Juraparc nous précise être régulièrement contrôlé par les services d'hygiène du canton, qui sont passés faire un contrôle après cet épisode. «Tout est vérifié, de A à Z, et nous n'avons jamais eu de souci, jamais eu de fermeture», ajoute Fabien Honsberger. «Nous n'avons rien à nous reprocher.»
Pour Louise Wehrli, militante de Droit de rester Neuchâtel, cette affaire est symptomatique de l'accueil réservé à la parole des requérants d'asile. Sur les réseaux sociaux, les articles concernant cette affaire ont d'ailleurs suscité des commentaires haineux et injurieux à l'égard des requérants.
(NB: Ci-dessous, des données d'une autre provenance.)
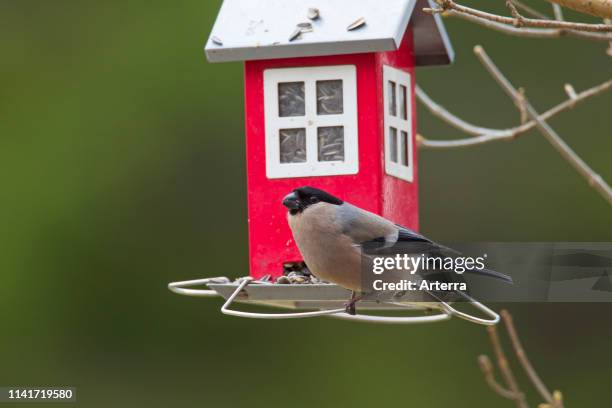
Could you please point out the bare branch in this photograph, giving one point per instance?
(519, 21)
(530, 32)
(487, 370)
(599, 8)
(526, 364)
(609, 50)
(553, 138)
(505, 369)
(558, 12)
(531, 11)
(485, 135)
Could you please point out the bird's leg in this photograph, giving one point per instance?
(350, 306)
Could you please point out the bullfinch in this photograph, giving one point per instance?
(331, 235)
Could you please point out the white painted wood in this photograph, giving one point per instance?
(311, 121)
(261, 29)
(397, 169)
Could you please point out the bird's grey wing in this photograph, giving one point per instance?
(411, 242)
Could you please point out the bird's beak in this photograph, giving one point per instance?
(291, 201)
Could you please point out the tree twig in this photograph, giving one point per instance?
(599, 8)
(553, 138)
(558, 12)
(552, 401)
(485, 135)
(504, 367)
(487, 370)
(531, 11)
(530, 32)
(519, 21)
(525, 363)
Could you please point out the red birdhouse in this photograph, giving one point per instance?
(329, 104)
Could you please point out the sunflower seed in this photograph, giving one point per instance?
(360, 22)
(295, 34)
(313, 13)
(283, 280)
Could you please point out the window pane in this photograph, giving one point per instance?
(393, 144)
(291, 99)
(392, 99)
(403, 105)
(404, 148)
(292, 145)
(331, 143)
(329, 97)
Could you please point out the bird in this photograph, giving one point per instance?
(333, 237)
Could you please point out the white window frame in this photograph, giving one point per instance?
(311, 121)
(397, 169)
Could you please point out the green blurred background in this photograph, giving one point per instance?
(122, 168)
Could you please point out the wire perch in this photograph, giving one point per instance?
(326, 298)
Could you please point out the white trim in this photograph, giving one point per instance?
(311, 121)
(397, 169)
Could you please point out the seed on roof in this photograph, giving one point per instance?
(313, 13)
(295, 34)
(360, 22)
(306, 26)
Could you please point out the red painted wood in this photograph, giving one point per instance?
(400, 198)
(270, 240)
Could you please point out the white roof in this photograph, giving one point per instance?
(260, 29)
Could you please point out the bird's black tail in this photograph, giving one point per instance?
(491, 274)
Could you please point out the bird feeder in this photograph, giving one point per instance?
(329, 102)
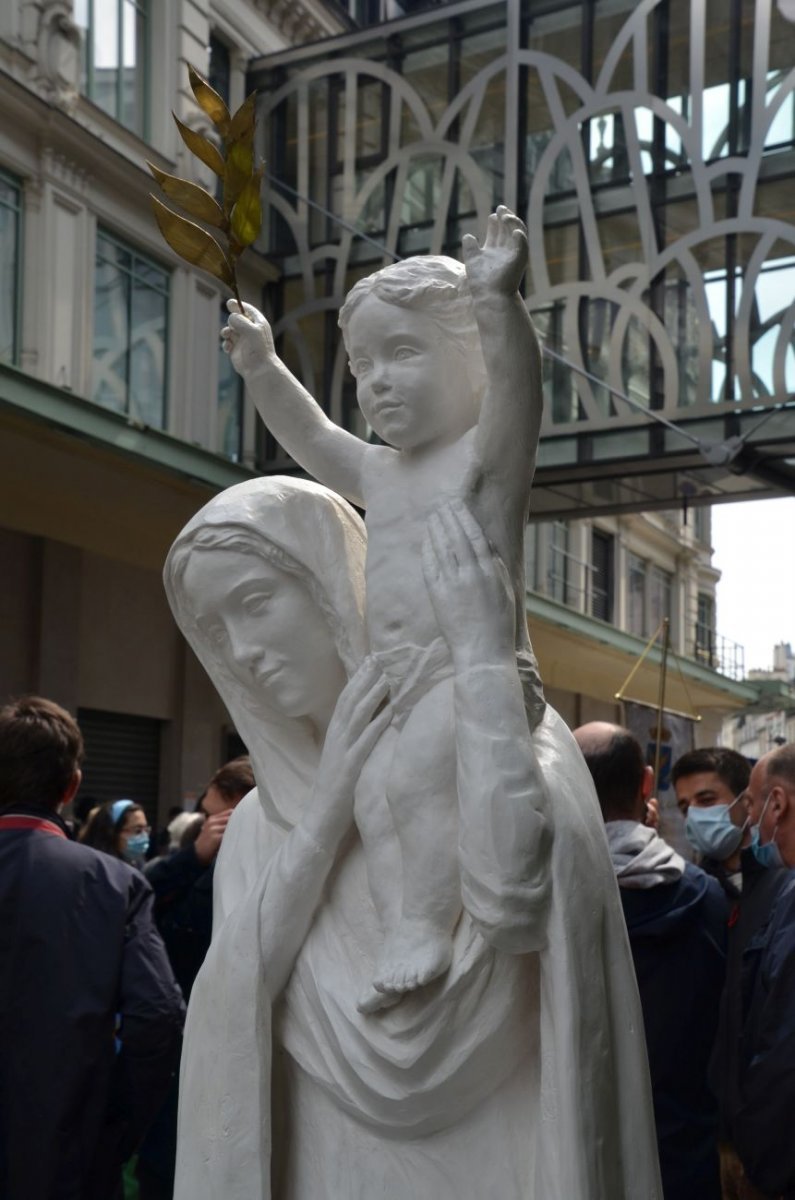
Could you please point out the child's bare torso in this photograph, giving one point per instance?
(400, 492)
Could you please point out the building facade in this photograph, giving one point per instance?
(118, 419)
(388, 129)
(651, 149)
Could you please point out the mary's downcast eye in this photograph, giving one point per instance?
(257, 603)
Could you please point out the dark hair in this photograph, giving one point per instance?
(41, 748)
(617, 767)
(234, 779)
(102, 832)
(730, 767)
(782, 763)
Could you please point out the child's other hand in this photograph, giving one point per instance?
(498, 265)
(468, 587)
(247, 339)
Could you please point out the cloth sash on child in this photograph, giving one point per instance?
(412, 671)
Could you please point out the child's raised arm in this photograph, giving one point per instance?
(507, 437)
(326, 451)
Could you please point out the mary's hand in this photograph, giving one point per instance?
(470, 588)
(362, 714)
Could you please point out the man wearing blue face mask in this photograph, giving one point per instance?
(710, 785)
(712, 791)
(763, 1123)
(90, 1014)
(677, 930)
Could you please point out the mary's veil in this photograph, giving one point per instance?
(308, 531)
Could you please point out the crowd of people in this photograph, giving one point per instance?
(713, 947)
(100, 945)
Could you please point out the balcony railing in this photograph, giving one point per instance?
(718, 652)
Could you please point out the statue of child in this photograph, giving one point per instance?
(448, 375)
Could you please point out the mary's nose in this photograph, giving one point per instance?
(240, 651)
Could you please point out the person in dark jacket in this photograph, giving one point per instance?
(676, 918)
(90, 1014)
(183, 882)
(763, 1125)
(710, 786)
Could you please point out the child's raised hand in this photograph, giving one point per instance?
(498, 265)
(247, 339)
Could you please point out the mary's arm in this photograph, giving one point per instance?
(506, 825)
(290, 887)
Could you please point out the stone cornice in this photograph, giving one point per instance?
(303, 21)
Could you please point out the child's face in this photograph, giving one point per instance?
(412, 383)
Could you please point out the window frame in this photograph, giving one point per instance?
(15, 183)
(141, 7)
(103, 232)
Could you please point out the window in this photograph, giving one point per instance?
(220, 70)
(602, 580)
(650, 597)
(10, 271)
(637, 597)
(559, 556)
(121, 757)
(705, 630)
(130, 333)
(661, 591)
(114, 58)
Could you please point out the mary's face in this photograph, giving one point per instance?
(266, 627)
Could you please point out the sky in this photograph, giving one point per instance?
(754, 549)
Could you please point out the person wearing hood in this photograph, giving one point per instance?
(676, 919)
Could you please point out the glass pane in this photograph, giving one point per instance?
(637, 597)
(133, 66)
(220, 71)
(422, 191)
(111, 334)
(148, 355)
(9, 270)
(426, 73)
(105, 52)
(229, 408)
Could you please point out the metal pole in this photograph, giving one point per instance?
(661, 697)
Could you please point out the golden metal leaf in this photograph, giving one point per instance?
(192, 243)
(239, 169)
(191, 197)
(201, 147)
(241, 124)
(246, 215)
(209, 100)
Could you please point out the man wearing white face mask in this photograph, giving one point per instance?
(763, 1127)
(710, 785)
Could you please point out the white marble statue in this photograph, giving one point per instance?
(448, 375)
(519, 1073)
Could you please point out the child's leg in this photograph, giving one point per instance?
(423, 801)
(377, 831)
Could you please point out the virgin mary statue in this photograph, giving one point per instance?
(521, 1073)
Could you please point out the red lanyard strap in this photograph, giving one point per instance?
(13, 821)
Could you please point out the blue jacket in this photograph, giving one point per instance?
(764, 1129)
(90, 1015)
(677, 934)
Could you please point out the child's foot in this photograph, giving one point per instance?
(414, 954)
(375, 1001)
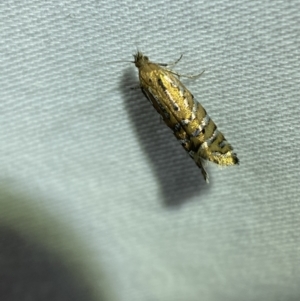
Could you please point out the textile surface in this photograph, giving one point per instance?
(98, 201)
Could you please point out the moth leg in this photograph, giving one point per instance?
(200, 164)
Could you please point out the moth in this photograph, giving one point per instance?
(186, 117)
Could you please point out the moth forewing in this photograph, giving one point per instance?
(188, 120)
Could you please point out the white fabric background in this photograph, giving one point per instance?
(98, 200)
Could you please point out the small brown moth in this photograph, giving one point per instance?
(189, 121)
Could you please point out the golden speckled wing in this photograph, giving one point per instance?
(186, 117)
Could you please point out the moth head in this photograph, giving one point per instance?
(140, 59)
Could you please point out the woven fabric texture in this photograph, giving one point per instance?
(98, 201)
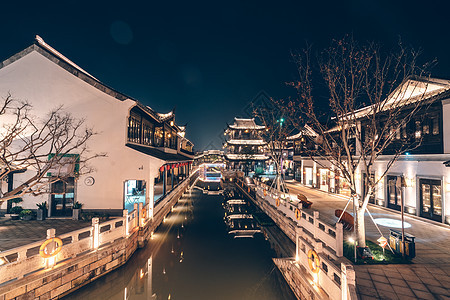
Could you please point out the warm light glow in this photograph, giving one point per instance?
(391, 223)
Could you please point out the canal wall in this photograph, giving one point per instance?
(86, 254)
(317, 269)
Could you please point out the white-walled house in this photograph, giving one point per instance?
(137, 140)
(426, 167)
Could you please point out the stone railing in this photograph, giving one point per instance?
(331, 236)
(25, 260)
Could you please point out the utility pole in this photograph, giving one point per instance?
(400, 184)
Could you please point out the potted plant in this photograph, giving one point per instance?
(42, 210)
(26, 214)
(76, 210)
(15, 211)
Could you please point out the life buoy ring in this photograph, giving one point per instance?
(313, 261)
(43, 248)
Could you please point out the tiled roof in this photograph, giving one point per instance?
(245, 124)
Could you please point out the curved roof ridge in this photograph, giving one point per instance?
(49, 48)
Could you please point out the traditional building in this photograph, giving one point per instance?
(140, 144)
(245, 146)
(425, 166)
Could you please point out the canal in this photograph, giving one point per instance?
(192, 256)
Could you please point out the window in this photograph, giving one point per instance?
(426, 128)
(431, 199)
(147, 133)
(404, 131)
(134, 129)
(158, 136)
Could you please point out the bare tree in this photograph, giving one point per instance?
(50, 148)
(372, 97)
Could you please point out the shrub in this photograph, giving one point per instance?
(42, 205)
(26, 212)
(77, 205)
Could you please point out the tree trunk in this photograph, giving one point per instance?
(360, 228)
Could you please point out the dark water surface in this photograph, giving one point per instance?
(192, 256)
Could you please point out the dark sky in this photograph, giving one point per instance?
(210, 58)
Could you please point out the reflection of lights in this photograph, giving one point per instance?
(391, 223)
(316, 278)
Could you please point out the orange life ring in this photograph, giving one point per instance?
(43, 248)
(313, 261)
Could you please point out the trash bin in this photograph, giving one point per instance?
(395, 241)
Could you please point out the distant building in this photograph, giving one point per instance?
(425, 167)
(245, 145)
(141, 144)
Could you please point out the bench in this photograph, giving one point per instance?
(346, 219)
(304, 201)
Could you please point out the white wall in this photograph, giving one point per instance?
(45, 85)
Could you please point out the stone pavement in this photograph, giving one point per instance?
(428, 277)
(15, 233)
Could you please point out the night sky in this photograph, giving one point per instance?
(209, 59)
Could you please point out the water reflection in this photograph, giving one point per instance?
(192, 256)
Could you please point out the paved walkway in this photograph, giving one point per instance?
(15, 233)
(428, 277)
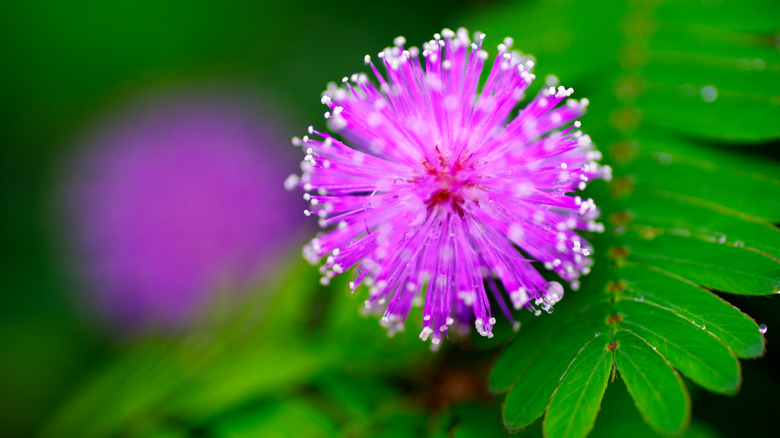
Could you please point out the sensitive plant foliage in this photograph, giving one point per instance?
(680, 83)
(437, 187)
(171, 201)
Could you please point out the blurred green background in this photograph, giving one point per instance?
(292, 359)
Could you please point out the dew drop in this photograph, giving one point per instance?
(709, 93)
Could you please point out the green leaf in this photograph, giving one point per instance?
(657, 389)
(735, 329)
(575, 404)
(716, 177)
(688, 346)
(619, 418)
(711, 264)
(568, 319)
(538, 378)
(291, 417)
(654, 211)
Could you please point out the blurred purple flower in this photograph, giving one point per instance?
(176, 199)
(436, 188)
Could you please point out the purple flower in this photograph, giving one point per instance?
(436, 187)
(174, 200)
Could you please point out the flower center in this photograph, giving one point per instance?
(446, 186)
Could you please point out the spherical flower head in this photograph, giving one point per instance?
(174, 200)
(434, 193)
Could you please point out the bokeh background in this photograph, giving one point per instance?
(136, 301)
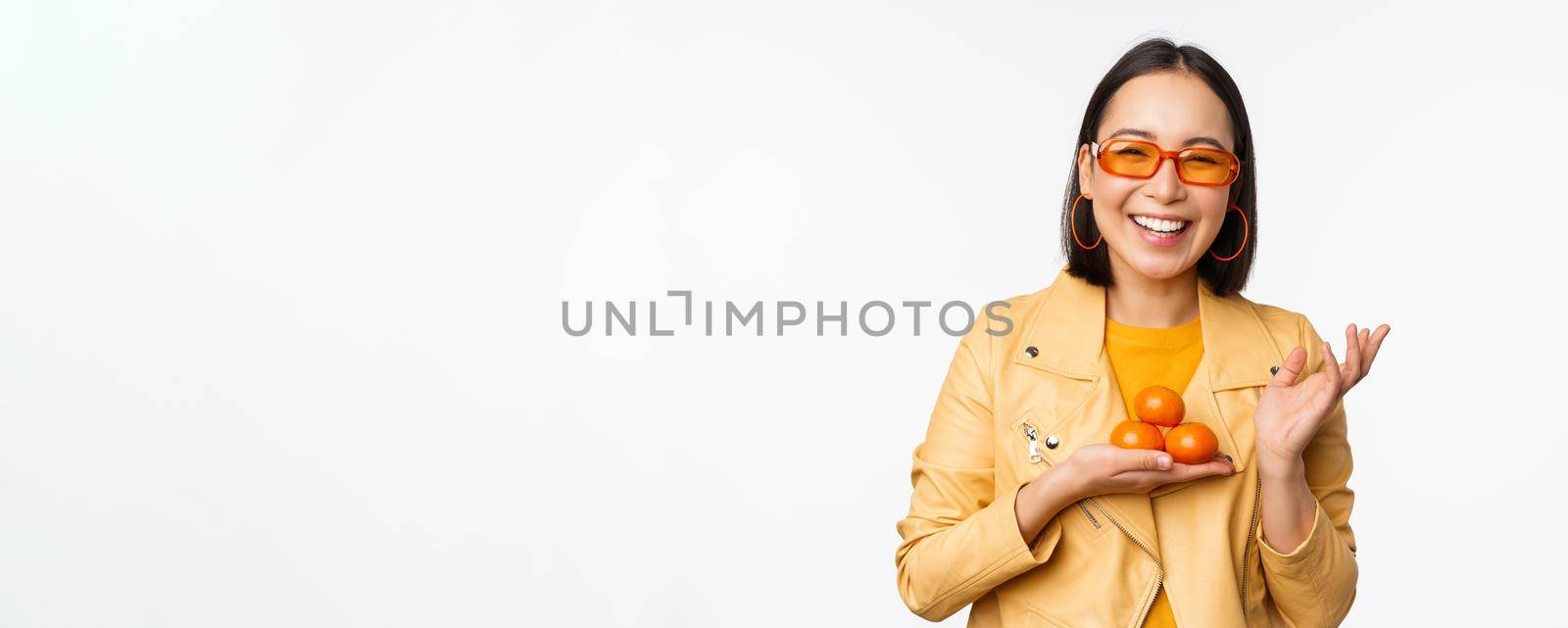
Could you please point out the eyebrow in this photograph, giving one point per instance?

La militante de Droit de rester Neuchâtel souligne qu'indépendamment des résultats des laboratoires, «le simple fait que les requérants croient qu'on leur donne des repas infestés de vers montre qu'il y a de gros problèmes à Vallorbe, et pas uniquement depuis cette histoire. Nous tirons la sonnette d'alarme depuis des années, il y a une ambiance vraiment difficile là-bas».
La militante tend à prouver ses dires en nous expliquant que les requérants n'ont pas le droit d'emporter de la nourriture de l'extérieur, ce que le SEM a pourtant démenti, nous assurant que certains aliments, comme le pain, sont autorisés dans les parties communes.
Elle soupire. «Les requérants ne sont pas pris au sérieux, leurs plaintes ne sont pas prises en compte, c'est ce qui fait qu'on en arrive là aujourd'hui. C'était la goutte d'eau.»